Ituverava is a city located in the São Paulo state, in Brazil. The population is 37.571 (2022 est.) in an area of 705 km^{2}.

==Geography==
It is located in the north region of São Paulo state, at a distance of 410 km from the capital of São Paulo State, and with an altitude of 605 meters.

==Economy==
The economy is predominantly agricultural, based on the cultivation of sugar cane. As a micro region polo, it has a relative strong trade and advanced service sector mainly based on medicine services.

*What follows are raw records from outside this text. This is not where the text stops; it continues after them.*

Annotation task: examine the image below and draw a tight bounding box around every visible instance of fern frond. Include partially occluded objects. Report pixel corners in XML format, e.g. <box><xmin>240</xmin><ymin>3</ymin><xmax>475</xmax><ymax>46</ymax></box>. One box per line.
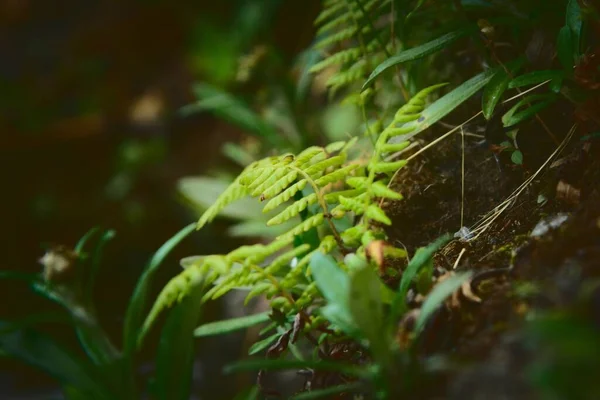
<box><xmin>310</xmin><ymin>47</ymin><xmax>363</xmax><ymax>73</ymax></box>
<box><xmin>259</xmin><ymin>171</ymin><xmax>298</xmax><ymax>200</ymax></box>
<box><xmin>267</xmin><ymin>193</ymin><xmax>318</xmax><ymax>226</ymax></box>
<box><xmin>305</xmin><ymin>154</ymin><xmax>346</xmax><ymax>176</ymax></box>
<box><xmin>314</xmin><ymin>164</ymin><xmax>360</xmax><ymax>186</ymax></box>
<box><xmin>365</xmin><ymin>205</ymin><xmax>392</xmax><ymax>225</ymax></box>
<box><xmin>339</xmin><ymin>194</ymin><xmax>368</xmax><ymax>214</ymax></box>
<box><xmin>371</xmin><ymin>181</ymin><xmax>403</xmax><ymax>200</ymax></box>
<box><xmin>264</xmin><ymin>244</ymin><xmax>311</xmax><ymax>275</ymax></box>
<box><xmin>314</xmin><ymin>0</ymin><xmax>346</xmax><ymax>26</ymax></box>
<box><xmin>380</xmin><ymin>141</ymin><xmax>410</xmax><ymax>153</ymax></box>
<box><xmin>370</xmin><ymin>160</ymin><xmax>408</xmax><ymax>173</ymax></box>
<box><xmin>324</xmin><ymin>188</ymin><xmax>365</xmax><ymax>203</ymax></box>
<box><xmin>263</xmin><ymin>179</ymin><xmax>308</xmax><ymax>212</ymax></box>
<box><xmin>277</xmin><ymin>213</ymin><xmax>325</xmax><ymax>241</ymax></box>
<box><xmin>196</xmin><ymin>179</ymin><xmax>248</xmax><ymax>230</ymax></box>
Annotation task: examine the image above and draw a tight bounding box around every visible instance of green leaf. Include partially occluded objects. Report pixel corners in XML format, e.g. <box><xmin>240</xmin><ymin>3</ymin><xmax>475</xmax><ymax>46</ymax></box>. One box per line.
<box><xmin>402</xmin><ymin>63</ymin><xmax>517</xmax><ymax>136</ymax></box>
<box><xmin>415</xmin><ymin>271</ymin><xmax>473</xmax><ymax>333</ymax></box>
<box><xmin>362</xmin><ymin>26</ymin><xmax>477</xmax><ymax>90</ymax></box>
<box><xmin>291</xmin><ymin>382</ymin><xmax>364</xmax><ymax>399</ymax></box>
<box><xmin>0</xmin><ymin>321</ymin><xmax>112</xmax><ymax>399</ymax></box>
<box><xmin>85</xmin><ymin>230</ymin><xmax>116</xmax><ymax>307</ymax></box>
<box><xmin>310</xmin><ymin>252</ymin><xmax>350</xmax><ymax>307</ymax></box>
<box><xmin>178</xmin><ymin>176</ymin><xmax>263</xmax><ymax>221</ymax></box>
<box><xmin>29</xmin><ymin>283</ymin><xmax>121</xmax><ymax>367</ymax></box>
<box><xmin>502</xmin><ymin>94</ymin><xmax>557</xmax><ymax>128</ymax></box>
<box><xmin>482</xmin><ymin>60</ymin><xmax>525</xmax><ymax>119</ymax></box>
<box><xmin>566</xmin><ymin>0</ymin><xmax>583</xmax><ymax>58</ymax></box>
<box><xmin>557</xmin><ymin>26</ymin><xmax>574</xmax><ymax>71</ymax></box>
<box><xmin>509</xmin><ymin>70</ymin><xmax>566</xmax><ymax>89</ymax></box>
<box><xmin>349</xmin><ymin>265</ymin><xmax>387</xmax><ymax>364</ymax></box>
<box><xmin>248</xmin><ymin>332</ymin><xmax>280</xmax><ymax>355</ymax></box>
<box><xmin>405</xmin><ymin>0</ymin><xmax>428</xmax><ymax>21</ymax></box>
<box><xmin>393</xmin><ymin>234</ymin><xmax>452</xmax><ymax>319</ymax></box>
<box><xmin>194</xmin><ymin>312</ymin><xmax>270</xmax><ymax>337</ymax></box>
<box><xmin>179</xmin><ymin>83</ymin><xmax>283</xmax><ymax>147</ymax></box>
<box><xmin>154</xmin><ymin>280</ymin><xmax>204</xmax><ymax>400</ymax></box>
<box><xmin>511</xmin><ymin>150</ymin><xmax>524</xmax><ymax>165</ymax></box>
<box><xmin>74</xmin><ymin>227</ymin><xmax>101</xmax><ymax>254</ymax></box>
<box><xmin>123</xmin><ymin>223</ymin><xmax>196</xmax><ymax>354</ymax></box>
<box><xmin>223</xmin><ymin>359</ymin><xmax>372</xmax><ymax>378</ymax></box>
<box><xmin>310</xmin><ymin>252</ymin><xmax>358</xmax><ymax>336</ymax></box>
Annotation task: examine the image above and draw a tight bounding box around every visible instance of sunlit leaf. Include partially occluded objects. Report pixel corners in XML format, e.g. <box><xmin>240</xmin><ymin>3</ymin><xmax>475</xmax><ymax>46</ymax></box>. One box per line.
<box><xmin>363</xmin><ymin>26</ymin><xmax>478</xmax><ymax>90</ymax></box>
<box><xmin>401</xmin><ymin>63</ymin><xmax>518</xmax><ymax>136</ymax></box>
<box><xmin>194</xmin><ymin>312</ymin><xmax>271</xmax><ymax>337</ymax></box>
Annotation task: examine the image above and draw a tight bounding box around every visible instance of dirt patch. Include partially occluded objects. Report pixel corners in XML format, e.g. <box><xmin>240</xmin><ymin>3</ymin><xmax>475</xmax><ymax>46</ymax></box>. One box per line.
<box><xmin>381</xmin><ymin>113</ymin><xmax>600</xmax><ymax>398</ymax></box>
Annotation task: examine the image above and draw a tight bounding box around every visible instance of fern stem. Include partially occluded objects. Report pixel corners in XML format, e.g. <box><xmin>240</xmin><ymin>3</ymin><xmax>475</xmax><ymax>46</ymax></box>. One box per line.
<box><xmin>346</xmin><ymin>0</ymin><xmax>372</xmax><ymax>74</ymax></box>
<box><xmin>248</xmin><ymin>264</ymin><xmax>297</xmax><ymax>310</ymax></box>
<box><xmin>289</xmin><ymin>166</ymin><xmax>347</xmax><ymax>252</ymax></box>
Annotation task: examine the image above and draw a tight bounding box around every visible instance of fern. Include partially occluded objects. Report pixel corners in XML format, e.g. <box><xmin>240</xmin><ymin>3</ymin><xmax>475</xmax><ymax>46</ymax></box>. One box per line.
<box><xmin>311</xmin><ymin>0</ymin><xmax>392</xmax><ymax>95</ymax></box>
<box><xmin>141</xmin><ymin>84</ymin><xmax>444</xmax><ymax>340</ymax></box>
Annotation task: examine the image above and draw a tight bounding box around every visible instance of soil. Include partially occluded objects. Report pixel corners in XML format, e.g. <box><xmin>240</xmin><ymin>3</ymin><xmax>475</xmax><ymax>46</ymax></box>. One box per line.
<box><xmin>379</xmin><ymin>102</ymin><xmax>600</xmax><ymax>398</ymax></box>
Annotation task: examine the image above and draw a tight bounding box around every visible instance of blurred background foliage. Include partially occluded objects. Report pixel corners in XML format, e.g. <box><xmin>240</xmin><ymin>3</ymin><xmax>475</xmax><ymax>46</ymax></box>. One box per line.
<box><xmin>0</xmin><ymin>0</ymin><xmax>326</xmax><ymax>397</ymax></box>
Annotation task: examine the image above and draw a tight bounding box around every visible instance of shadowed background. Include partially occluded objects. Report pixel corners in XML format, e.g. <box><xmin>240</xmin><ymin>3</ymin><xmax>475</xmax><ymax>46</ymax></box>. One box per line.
<box><xmin>0</xmin><ymin>0</ymin><xmax>318</xmax><ymax>398</ymax></box>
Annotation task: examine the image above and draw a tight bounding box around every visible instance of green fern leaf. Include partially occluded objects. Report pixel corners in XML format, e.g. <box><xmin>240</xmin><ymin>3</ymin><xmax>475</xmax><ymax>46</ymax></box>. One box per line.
<box><xmin>315</xmin><ymin>164</ymin><xmax>359</xmax><ymax>186</ymax></box>
<box><xmin>346</xmin><ymin>176</ymin><xmax>368</xmax><ymax>189</ymax></box>
<box><xmin>244</xmin><ymin>282</ymin><xmax>273</xmax><ymax>306</ymax></box>
<box><xmin>370</xmin><ymin>160</ymin><xmax>407</xmax><ymax>174</ymax></box>
<box><xmin>277</xmin><ymin>213</ymin><xmax>325</xmax><ymax>241</ymax></box>
<box><xmin>339</xmin><ymin>195</ymin><xmax>367</xmax><ymax>214</ymax></box>
<box><xmin>371</xmin><ymin>181</ymin><xmax>403</xmax><ymax>200</ymax></box>
<box><xmin>305</xmin><ymin>155</ymin><xmax>346</xmax><ymax>176</ymax></box>
<box><xmin>196</xmin><ymin>179</ymin><xmax>248</xmax><ymax>230</ymax></box>
<box><xmin>259</xmin><ymin>171</ymin><xmax>298</xmax><ymax>200</ymax></box>
<box><xmin>296</xmin><ymin>146</ymin><xmax>325</xmax><ymax>166</ymax></box>
<box><xmin>380</xmin><ymin>141</ymin><xmax>410</xmax><ymax>153</ymax></box>
<box><xmin>262</xmin><ymin>179</ymin><xmax>308</xmax><ymax>212</ymax></box>
<box><xmin>381</xmin><ymin>126</ymin><xmax>414</xmax><ymax>139</ymax></box>
<box><xmin>314</xmin><ymin>1</ymin><xmax>346</xmax><ymax>26</ymax></box>
<box><xmin>317</xmin><ymin>12</ymin><xmax>354</xmax><ymax>35</ymax></box>
<box><xmin>267</xmin><ymin>193</ymin><xmax>318</xmax><ymax>226</ymax></box>
<box><xmin>249</xmin><ymin>168</ymin><xmax>289</xmax><ymax>196</ymax></box>
<box><xmin>365</xmin><ymin>205</ymin><xmax>392</xmax><ymax>225</ymax></box>
<box><xmin>264</xmin><ymin>244</ymin><xmax>311</xmax><ymax>275</ymax></box>
<box><xmin>323</xmin><ymin>188</ymin><xmax>365</xmax><ymax>203</ymax></box>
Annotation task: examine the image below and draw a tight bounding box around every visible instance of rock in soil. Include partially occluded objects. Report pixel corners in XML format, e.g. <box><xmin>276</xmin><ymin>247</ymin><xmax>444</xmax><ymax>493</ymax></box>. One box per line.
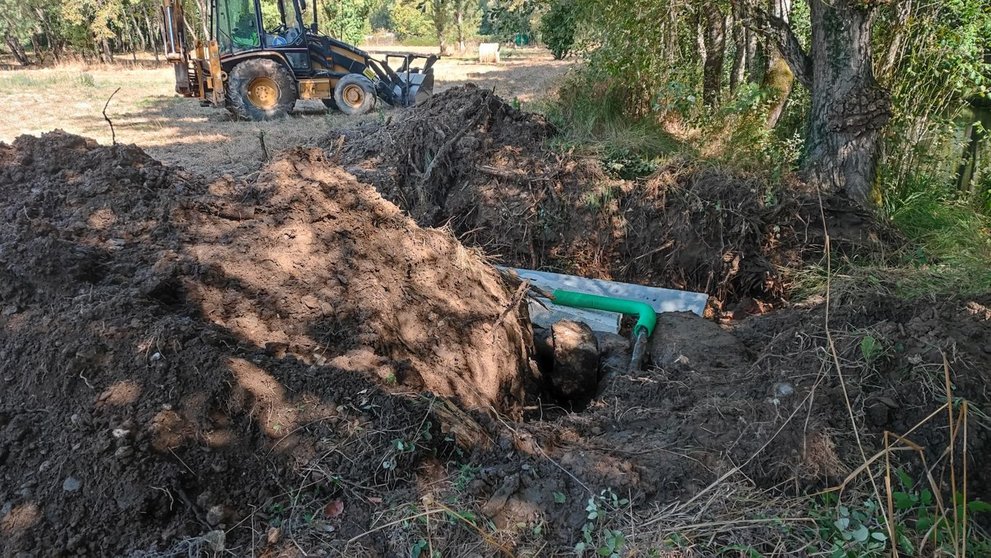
<box><xmin>548</xmin><ymin>320</ymin><xmax>599</xmax><ymax>400</ymax></box>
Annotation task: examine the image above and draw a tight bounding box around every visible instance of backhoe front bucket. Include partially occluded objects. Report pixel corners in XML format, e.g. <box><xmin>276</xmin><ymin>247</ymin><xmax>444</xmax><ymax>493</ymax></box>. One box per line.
<box><xmin>369</xmin><ymin>53</ymin><xmax>438</xmax><ymax>108</ymax></box>
<box><xmin>395</xmin><ymin>70</ymin><xmax>434</xmax><ymax>106</ymax></box>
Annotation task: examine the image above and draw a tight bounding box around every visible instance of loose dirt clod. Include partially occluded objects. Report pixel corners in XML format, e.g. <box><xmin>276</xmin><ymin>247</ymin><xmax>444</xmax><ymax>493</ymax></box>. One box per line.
<box><xmin>0</xmin><ymin>132</ymin><xmax>539</xmax><ymax>555</ymax></box>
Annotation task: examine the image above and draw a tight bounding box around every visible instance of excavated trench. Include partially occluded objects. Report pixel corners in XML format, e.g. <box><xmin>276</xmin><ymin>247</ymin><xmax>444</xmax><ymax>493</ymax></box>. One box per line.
<box><xmin>2</xmin><ymin>90</ymin><xmax>990</xmax><ymax>556</ymax></box>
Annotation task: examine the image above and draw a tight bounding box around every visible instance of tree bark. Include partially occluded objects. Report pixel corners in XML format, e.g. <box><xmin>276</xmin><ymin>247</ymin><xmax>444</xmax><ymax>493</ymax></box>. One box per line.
<box><xmin>146</xmin><ymin>11</ymin><xmax>160</xmax><ymax>62</ymax></box>
<box><xmin>762</xmin><ymin>0</ymin><xmax>793</xmax><ymax>128</ymax></box>
<box><xmin>730</xmin><ymin>2</ymin><xmax>748</xmax><ymax>93</ymax></box>
<box><xmin>453</xmin><ymin>0</ymin><xmax>467</xmax><ymax>52</ymax></box>
<box><xmin>4</xmin><ymin>31</ymin><xmax>32</xmax><ymax>66</ymax></box>
<box><xmin>100</xmin><ymin>36</ymin><xmax>113</xmax><ymax>63</ymax></box>
<box><xmin>803</xmin><ymin>0</ymin><xmax>890</xmax><ymax>204</ymax></box>
<box><xmin>701</xmin><ymin>1</ymin><xmax>726</xmax><ymax>107</ymax></box>
<box><xmin>34</xmin><ymin>8</ymin><xmax>61</xmax><ymax>63</ymax></box>
<box><xmin>431</xmin><ymin>0</ymin><xmax>450</xmax><ymax>56</ymax></box>
<box><xmin>740</xmin><ymin>0</ymin><xmax>890</xmax><ymax>204</ymax></box>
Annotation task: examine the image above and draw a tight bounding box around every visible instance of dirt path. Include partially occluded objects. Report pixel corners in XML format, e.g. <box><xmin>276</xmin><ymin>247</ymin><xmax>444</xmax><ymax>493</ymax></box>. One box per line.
<box><xmin>0</xmin><ymin>49</ymin><xmax>570</xmax><ymax>178</ymax></box>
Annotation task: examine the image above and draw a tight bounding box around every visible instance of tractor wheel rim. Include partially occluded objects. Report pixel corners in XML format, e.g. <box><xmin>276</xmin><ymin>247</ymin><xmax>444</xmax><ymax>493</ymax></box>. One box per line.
<box><xmin>342</xmin><ymin>83</ymin><xmax>364</xmax><ymax>107</ymax></box>
<box><xmin>247</xmin><ymin>77</ymin><xmax>279</xmax><ymax>110</ymax></box>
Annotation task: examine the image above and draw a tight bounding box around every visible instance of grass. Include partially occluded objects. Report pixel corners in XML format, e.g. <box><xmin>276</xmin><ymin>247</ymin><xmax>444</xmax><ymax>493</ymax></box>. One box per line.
<box><xmin>0</xmin><ymin>70</ymin><xmax>97</xmax><ymax>90</ymax></box>
<box><xmin>883</xmin><ymin>188</ymin><xmax>991</xmax><ymax>296</ymax></box>
<box><xmin>536</xmin><ymin>71</ymin><xmax>683</xmax><ymax>179</ymax></box>
<box><xmin>792</xmin><ymin>186</ymin><xmax>991</xmax><ymax>301</ymax></box>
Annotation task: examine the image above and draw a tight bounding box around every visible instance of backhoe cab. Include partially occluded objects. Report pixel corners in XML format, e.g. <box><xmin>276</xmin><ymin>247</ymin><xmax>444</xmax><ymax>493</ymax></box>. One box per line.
<box><xmin>161</xmin><ymin>0</ymin><xmax>436</xmax><ymax>120</ymax></box>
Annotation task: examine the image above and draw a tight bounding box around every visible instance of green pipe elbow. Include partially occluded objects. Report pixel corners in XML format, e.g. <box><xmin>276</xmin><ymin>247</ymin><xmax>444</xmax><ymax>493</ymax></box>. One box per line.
<box><xmin>551</xmin><ymin>289</ymin><xmax>657</xmax><ymax>337</ymax></box>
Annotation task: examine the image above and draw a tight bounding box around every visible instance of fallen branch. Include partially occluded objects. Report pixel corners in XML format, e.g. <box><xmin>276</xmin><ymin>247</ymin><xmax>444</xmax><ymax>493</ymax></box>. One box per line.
<box><xmin>102</xmin><ymin>87</ymin><xmax>121</xmax><ymax>146</ymax></box>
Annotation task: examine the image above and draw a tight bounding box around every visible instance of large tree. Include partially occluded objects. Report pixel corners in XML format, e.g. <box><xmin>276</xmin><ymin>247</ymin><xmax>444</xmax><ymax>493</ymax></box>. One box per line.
<box><xmin>745</xmin><ymin>0</ymin><xmax>891</xmax><ymax>204</ymax></box>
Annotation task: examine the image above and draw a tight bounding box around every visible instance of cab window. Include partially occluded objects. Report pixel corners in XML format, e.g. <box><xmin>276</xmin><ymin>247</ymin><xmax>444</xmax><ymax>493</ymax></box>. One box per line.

The industrial sector has changed a little during the last decades as the cotton and soybeans crops had gone to agricultural frontiers as Mato Grosso and Goias and the sugarcane reconfigured the north of São Paulo. The agriculture raw material transformation industry that had gone with the soybeans and cotton crops (Maeda) gave place to some consumption and chemicals industries (Santa Maria, of Rubinho, Vittia, of Wilsinho, Vasbrás, of Marquin Jacinto and UPL).

==History==
The town was founded in the beginning of the 19th century, and grew around a chapel dedicated to Our Lady of Mount Carmel (Nossa Senhora do Carmo). In 1847 it became a district of the municipality Franca, under the name Carmo de Franca. It became an independent municipality in 1885. In 1899 the name was changed to Ituverava, which is Tupi for "shining waterfall".